We were blessed with a nine-day visit from our DS and his wife. Although we all were sick for part of the time, we still managed to do everything we wanted to do and had lots of time for rest and reading, which is what DDIL really needed. It was a blessed, laid back time. But it was also busy. You know how it is when you have houseguests in a small house. Because we were all sick, I washed towels every day. And because we wanted all-together time, I cooked breakfast most mornings.

Breakfast, or perhaps I should say brunch, has become a tradition when they come home. We gather around the table about 11:00 and often sit there for hours. In the summer we eat on the patio and have been know to sit and talk until 4:00 in the afternoon—just in time to cook dinner.

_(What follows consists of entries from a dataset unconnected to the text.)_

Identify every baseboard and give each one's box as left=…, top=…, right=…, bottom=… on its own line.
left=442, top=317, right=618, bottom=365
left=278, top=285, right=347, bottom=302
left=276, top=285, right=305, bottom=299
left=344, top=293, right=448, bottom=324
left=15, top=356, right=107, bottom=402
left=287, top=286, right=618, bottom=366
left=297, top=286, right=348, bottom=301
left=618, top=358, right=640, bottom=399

These times are precious interludes for me. I’m usually a Type A personality, going, running, doing. I usually eat in the car or on the run. Even when DS was living at home, we usually had dinner together, but it wasn’t a four-hour affair. But because we home schooled, we had times throughout the day and week to talk. Often in the car driving to debate or other places. During those times, we developed a close relationship and the ability to talk about almost anything with one another. He learned to seek our advice, and we learned the best ways to give it so it would be heard.

When he went off to college, we would often spend an hour or more on the phone once or twice a week, just the three of us. He’d tell us all about what he was doing, thinking, feeling, and we’d share our lives with him. He’d often do this while walking around the campus—good exercise! In this way, we stayed close. Didn’t lose touch. And we were able to see him growing in his ability to make wise decisions and weather storms. We gradually let go, moving from being fairly directive in freshman year to just listening and sometimes reflecting or asking a question in senior year. The result is that he has continued talking to us, sharing his life. And his wife is learning to do the same.

Our task, of course, is to develop an adult relationship with them. As they move into adulthood, we can be their friends and their elders. Hopefully wise elders. It’s important to us that he no longer be our “boy,” but that he becomes a man, an adult, who is firmly grounded in his values, his faith, and his new family. A man who can make wise decisions; one who knows when to ask for help or input and when to do it on his own.

I’ve often said that parenting adult children is harder than parenting two’s or teens. It’s hard to make the shift from directive to reflective, but the rewards of doing it well are huge. I’m beginning to like this stage of life. We’re reaping the fruits of our labors.